Raymond Hicks received his PhD from Emory in Political Science. He worked for 10 years as Statistical Programmer at the Niehaus Center for Globalization and Governance at Princeton University. Recently, he moved to Columbia University where he is the Project Manager for the History Lab. His research interests include monetary and trade policy and his worked has appeared in The Journal of Politics, the British Journal of Political Science, and International Organization among other journals.
While many social scientists use quantitative data, the increasing volume of digitized and “born digital” collections of books, articles, documents, and social media present tremendous new opportunities for research. But for those with little training in computer science, the barriers to entry can seem daunting.
The goal of this workshop is to offer a very practical introduction to computer packages accessible to social scientists with varying skill sets. Participants will learn how to organize and analyze textual data, get an overview of advances in natural language processing and machine learning, see how they can grapple with old research problems with new rigor, and take on entirely new kinds of questions. Focusing on textual data from History Lab – a comprehensive resource that has culled millions of declassified government documents from the U.S., United Kingdom, and Brazil – we will introduce principles of examining digitalized text. We will examine how to bring textual data into Python or R, how to use Python for web scraping, and how to look at textual data using string functions.

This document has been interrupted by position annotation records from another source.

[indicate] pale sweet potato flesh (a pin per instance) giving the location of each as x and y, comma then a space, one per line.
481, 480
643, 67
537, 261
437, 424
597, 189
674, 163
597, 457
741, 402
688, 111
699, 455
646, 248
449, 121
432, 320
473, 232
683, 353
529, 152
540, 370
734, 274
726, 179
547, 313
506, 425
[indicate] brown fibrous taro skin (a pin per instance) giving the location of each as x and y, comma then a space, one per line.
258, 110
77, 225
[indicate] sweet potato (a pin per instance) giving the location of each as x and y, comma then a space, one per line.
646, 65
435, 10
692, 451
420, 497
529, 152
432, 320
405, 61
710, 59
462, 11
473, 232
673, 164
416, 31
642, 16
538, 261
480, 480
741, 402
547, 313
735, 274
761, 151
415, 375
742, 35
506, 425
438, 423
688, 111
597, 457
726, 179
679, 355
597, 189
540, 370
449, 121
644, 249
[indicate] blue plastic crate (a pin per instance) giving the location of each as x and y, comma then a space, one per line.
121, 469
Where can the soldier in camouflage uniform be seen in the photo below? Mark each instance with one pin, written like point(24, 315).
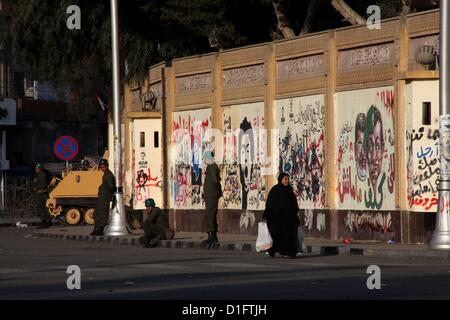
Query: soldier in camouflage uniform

At the end of the course, participants should be comfortable with the basics of digitalized text. This includes understanding the structure of the data, what can and cannot be done with digital data, and some simple techniques in analysing the data. They should be able to open text data from a variety of sources and understand its formatting.
The course is an introduction to digital text. Some familiarity with computers is necessary. We will be using a couple of different packages to examine the data so some experience with computer languages would be helpful.
Background knowledge required
OLS = e
Stata = e
R = e
Python = e
SQL = e
e = elementary, m = moderate, s = strong
Introduction to Text Analysis
The goal of this workshop is to provide an introduction to the use of digitalized text. Humanities scholars stand poised to benefit from exciting new technologies in text analysis. Machine-learning tools can help scholars quickly process large amounts of text from nearly any imaginable source. “Text as data” can offer compelling new insights into research questions and scholarly topics in the humanities. Focusing on textual data from History Lab – a comprehensive resource that has culled millions of declassified government documents from the U.S., United Kingdom, and Brazil – we will cover the beginning aspects of examining digitalized text. The course is very hands-on. Participants will be expected to bring their own laptops. Each session will include some time devoted to testing out the concepts taught in the session.
Session 1: What is Digital Text?
In the first session we will introduce digital text. How does it differ from numeric text? Can the same types of methods be used for both? What is metadata and how is it used?
We will walk through the different programs that could be used to analyze textual data. The most important of these will be R and Python, but we will also look at MySQL and Stata. Some packages are better at some tasks than others. In the end, the choice of software is one of personal predilection.
We will get a first look at the data available through the History Lab website. We will talk about the different collections available as well how the collections are formatted.
Session 2: Bringing text into software, part 1
When we have data, whether textual or numeric, we often want to bring it into different programs to analyze. Text data comes in many different formats so we will discuss a variety of methods for inputting data. We will also discuss some basics of data manipulation to help us combine data from different sources.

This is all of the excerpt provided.